Throughout the Cenozoic era the rodents were one of the most successful animal groups in the coniferous forests. Their powerful teeth enabled them to cope with the tough vegetable matter found there and their warm, furry coats helped them to retain body heat during hibernation.
The chiselhead, a rodent and a relation of the temperate woodland chirits, is highly adapted to life in the coniferous forest. Its huge incisor teeth and wormlike body enable it to burrow deep into the living wood, where it can remain protected from the cold in winter. Although in some ways the animal is at an advanced stage of development, its parasitic way of life is really quite primitive. Its staple diet is the bark of trees, which it strips off completely, leaving the tree totally denuded. This, combined with the massive damage it does by burrowing, kills the tree within a few years.As the chiselheads only colonize live trees they must be continually on the move and every spring, after hibernation, the young of the new generation migrate to find new territories.

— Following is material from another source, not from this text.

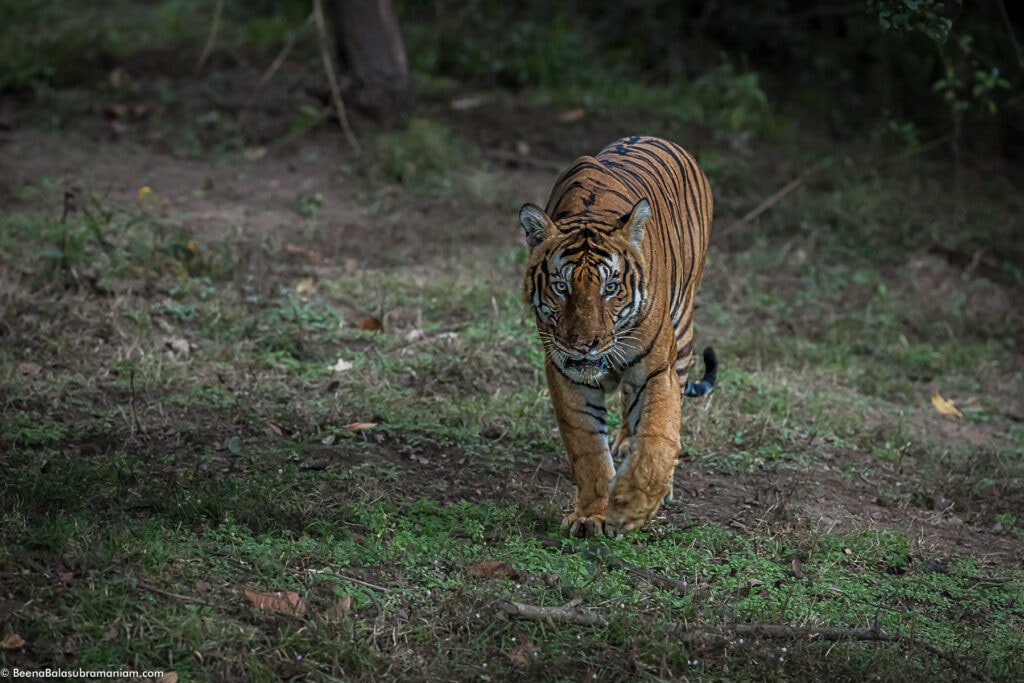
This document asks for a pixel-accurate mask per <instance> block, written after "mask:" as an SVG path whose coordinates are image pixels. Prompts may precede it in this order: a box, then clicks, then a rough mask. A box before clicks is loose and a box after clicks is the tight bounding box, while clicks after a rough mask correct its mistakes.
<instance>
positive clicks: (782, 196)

During migration they are very vulnerable and many are taken by predators before they can complete the journey. This balance between chiselhead and predator is highly critical and it needs only a slight reduction in the number of predators to produce an increase in the population of chiselheads that would lead to the total destruction of vast areas of coniferous forest.
No other small rodent found in the coniferous forest is quite so destructive. Most live on shoots, bark and the seeds found in cones. Many are ground dwellers and feed from the cones where they fall. Others are lightly built and agile enough to scramble along the branches to where the cones are actually growing.
One large vole-like rodent, the trevel, is unusual in having a prehensile tail.